Las construcciones de techo bajo y amplia planta construídas con piedra –y en otros casos con adobe recubierto–, poseen los marcos de sus puertas y ventanas de cantera rosa, gris o en combinación y, cuando el espacio es baldío, nótase por el aroma, su uso para la guarda del ganado vacuno; mientras al frente de las construcciones, ya sea con el producto de la alfarería o con la piedra, una sutil sombra decora las fachadas con cuidados macetones externos.
Todo es limpieza en estas calles, aseo prevalente hasta el recorrido que nos acerca a la traza natural de un río reseco donde desafortunadamente, tal cual sucede en la mayoría de nuestros afluentes, el cauce cumplirá con su misión sólo en la «temporada de aguas».

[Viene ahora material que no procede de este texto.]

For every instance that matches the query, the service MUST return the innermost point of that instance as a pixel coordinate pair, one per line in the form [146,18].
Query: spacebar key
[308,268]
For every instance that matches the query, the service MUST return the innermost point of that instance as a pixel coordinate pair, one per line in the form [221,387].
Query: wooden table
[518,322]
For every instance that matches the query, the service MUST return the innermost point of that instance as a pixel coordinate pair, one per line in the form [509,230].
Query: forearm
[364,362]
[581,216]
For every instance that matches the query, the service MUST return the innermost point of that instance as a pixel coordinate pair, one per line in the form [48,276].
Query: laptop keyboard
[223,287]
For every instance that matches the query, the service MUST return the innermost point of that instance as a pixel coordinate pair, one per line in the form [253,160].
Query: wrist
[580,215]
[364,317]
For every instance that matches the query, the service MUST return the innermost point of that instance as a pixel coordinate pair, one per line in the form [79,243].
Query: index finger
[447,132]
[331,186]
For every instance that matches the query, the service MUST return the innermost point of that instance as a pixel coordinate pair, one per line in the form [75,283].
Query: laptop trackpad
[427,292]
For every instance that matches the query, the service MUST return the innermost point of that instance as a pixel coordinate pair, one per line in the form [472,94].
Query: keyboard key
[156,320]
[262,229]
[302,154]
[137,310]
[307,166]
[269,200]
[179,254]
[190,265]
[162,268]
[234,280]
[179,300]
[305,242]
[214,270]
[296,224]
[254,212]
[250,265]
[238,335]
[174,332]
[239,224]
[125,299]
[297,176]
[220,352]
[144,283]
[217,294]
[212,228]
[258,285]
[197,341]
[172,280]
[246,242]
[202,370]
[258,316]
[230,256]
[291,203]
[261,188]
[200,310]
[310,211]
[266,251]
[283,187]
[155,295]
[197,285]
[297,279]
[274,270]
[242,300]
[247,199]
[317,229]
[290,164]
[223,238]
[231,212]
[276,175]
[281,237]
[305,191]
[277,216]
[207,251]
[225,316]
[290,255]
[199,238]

Hacia arriba en la calle principal, una casa blanca es el espacio para el pequeño museo local donde la escultura indígena está presente junto a la muestra de implementos de labranza y de los instrumentos para la destrucción humana durante los movimientos bélicos que impactaron a la tranquila región; el rústico mobiliario utilitario, los aperos y los artefactos para la vida diaria durante el pasado reciente.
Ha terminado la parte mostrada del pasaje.